Rejuvenation through somatic embryogenesis: epigenetic and telomeric reset in Melia volkensii
摘要
Melia volkensii is a drought-tolerant hardwood of high ecological and economic value in arid and semi-arid Africa, but conventional propagation is limited by poor seed viability and recalcitrance to regeneration. To explore molecular mechanisms of rejuvenation, we investigated telomere length and global DNA methylation in tissues derived from different propagation routes: adult micropropagation, juvenile seedlings, somatic embryogenesis, adventitious shoots, and adventitious roots. Telomere length, measured by Southern hybridization, varied significantly among tissue types. Adult micropropagated tissues showed the shortest telomeres (mean 5.0 kb), while juvenile seedlings (8.5 kb) and adventitious roots (8.9 kb) had markedly longer telomeres, suggesting a juvenile-like state. Somatic embryos (7.4 kb) and adventitious shoots (7.8 kb) exhibited intermediate lengths, indicating partial rejuvenation during regeneration. Global DNA methylation, quantified by ELISA, further distinguished somatic embryos, which showed the lowest absorbance (~ 2.0) and fold change (~ 0.88), significantly reduced compared to juvenile (~ 0.96), adventitious (~ 0.96), and adult tissues (~ 1.0).

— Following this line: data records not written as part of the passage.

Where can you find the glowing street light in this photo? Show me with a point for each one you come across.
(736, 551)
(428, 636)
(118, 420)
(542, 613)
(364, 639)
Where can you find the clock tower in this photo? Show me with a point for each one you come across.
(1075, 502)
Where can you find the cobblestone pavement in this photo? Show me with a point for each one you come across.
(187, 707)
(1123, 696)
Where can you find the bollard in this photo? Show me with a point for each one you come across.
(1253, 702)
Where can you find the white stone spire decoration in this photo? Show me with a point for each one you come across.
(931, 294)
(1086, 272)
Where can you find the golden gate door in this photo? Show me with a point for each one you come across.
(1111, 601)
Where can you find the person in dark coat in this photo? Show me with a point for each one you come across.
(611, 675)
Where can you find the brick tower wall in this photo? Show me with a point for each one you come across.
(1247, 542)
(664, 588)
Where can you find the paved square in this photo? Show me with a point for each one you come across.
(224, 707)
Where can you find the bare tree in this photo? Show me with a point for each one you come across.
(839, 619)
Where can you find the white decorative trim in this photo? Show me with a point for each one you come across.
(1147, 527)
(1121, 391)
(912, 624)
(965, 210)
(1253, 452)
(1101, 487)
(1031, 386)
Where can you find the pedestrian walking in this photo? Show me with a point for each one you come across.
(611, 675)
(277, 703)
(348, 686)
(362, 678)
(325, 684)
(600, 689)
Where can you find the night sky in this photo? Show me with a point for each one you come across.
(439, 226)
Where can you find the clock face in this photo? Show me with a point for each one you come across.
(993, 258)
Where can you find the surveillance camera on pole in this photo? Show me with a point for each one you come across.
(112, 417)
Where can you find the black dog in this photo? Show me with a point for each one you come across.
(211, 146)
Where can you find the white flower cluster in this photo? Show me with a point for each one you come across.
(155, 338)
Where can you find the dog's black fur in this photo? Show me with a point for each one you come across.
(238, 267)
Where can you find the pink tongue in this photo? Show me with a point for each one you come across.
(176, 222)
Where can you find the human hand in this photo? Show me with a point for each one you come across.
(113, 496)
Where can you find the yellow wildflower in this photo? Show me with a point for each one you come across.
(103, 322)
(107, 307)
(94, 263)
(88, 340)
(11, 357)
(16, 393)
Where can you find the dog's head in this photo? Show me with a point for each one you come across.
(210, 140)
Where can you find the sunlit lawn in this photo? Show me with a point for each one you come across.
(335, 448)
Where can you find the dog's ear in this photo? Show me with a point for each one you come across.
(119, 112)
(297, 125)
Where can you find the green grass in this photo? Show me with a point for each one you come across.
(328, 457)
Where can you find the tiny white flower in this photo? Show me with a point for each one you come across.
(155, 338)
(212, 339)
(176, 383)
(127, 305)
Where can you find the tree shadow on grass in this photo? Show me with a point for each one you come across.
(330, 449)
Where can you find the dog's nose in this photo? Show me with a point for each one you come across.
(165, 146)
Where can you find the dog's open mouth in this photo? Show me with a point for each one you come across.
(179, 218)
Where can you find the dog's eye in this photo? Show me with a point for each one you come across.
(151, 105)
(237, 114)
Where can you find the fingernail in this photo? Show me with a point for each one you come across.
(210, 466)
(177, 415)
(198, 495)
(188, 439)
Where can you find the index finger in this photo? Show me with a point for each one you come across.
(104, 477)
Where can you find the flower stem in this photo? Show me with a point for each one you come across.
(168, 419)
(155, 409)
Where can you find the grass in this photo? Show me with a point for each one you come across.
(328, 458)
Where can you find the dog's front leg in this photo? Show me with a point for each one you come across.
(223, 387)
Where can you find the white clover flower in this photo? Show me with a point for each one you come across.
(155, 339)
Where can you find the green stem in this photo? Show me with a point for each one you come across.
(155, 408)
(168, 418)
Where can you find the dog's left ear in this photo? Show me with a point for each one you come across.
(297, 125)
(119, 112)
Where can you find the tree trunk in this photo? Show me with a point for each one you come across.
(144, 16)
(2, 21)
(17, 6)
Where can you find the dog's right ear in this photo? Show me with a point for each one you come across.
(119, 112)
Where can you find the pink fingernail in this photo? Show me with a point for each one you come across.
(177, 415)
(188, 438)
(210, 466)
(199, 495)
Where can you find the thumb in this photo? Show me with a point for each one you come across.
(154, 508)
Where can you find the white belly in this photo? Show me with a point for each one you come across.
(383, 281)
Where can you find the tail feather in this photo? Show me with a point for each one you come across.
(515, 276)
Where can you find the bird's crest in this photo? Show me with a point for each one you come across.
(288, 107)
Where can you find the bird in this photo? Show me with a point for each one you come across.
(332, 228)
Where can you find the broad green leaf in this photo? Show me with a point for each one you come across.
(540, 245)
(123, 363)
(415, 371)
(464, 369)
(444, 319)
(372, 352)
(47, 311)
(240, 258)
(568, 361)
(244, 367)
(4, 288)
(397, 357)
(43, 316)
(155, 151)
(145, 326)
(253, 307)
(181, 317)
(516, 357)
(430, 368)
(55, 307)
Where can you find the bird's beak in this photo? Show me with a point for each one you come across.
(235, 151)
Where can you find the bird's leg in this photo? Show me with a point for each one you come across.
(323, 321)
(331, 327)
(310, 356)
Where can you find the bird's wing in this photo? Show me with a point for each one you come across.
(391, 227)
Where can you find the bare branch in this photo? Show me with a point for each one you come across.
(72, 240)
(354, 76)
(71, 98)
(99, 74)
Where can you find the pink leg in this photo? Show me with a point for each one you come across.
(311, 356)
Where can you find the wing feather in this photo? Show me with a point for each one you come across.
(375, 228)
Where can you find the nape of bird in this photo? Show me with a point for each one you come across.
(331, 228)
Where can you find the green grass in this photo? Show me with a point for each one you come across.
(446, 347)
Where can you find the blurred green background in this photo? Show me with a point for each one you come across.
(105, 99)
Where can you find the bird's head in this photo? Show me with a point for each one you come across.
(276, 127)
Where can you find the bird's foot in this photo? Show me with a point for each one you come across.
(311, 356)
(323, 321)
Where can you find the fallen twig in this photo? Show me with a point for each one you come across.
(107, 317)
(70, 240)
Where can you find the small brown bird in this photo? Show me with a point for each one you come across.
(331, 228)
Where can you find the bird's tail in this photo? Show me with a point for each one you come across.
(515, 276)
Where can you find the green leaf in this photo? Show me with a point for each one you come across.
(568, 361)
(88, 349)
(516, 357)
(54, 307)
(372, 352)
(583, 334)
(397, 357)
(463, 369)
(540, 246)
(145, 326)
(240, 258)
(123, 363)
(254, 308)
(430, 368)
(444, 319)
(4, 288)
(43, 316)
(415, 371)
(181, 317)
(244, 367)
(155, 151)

These findings demonstrate a strong link between telomere elongation, reduced 5-methylcytosine levels, and cellular rejuvenation in M. volkensii, offering valuable insights for optimizing clonal propagation and ensuring long-term genetic stability in forestry applications. Together, our results demonstrate that somatic embryogenesis induces molecular rejuvenation in Melia volkensii, characterized by coordinated telomeric elongation and epigenetic resetting, thereby establishing a mechanistic link between regeneration pathway and biological age in a non-model woody species.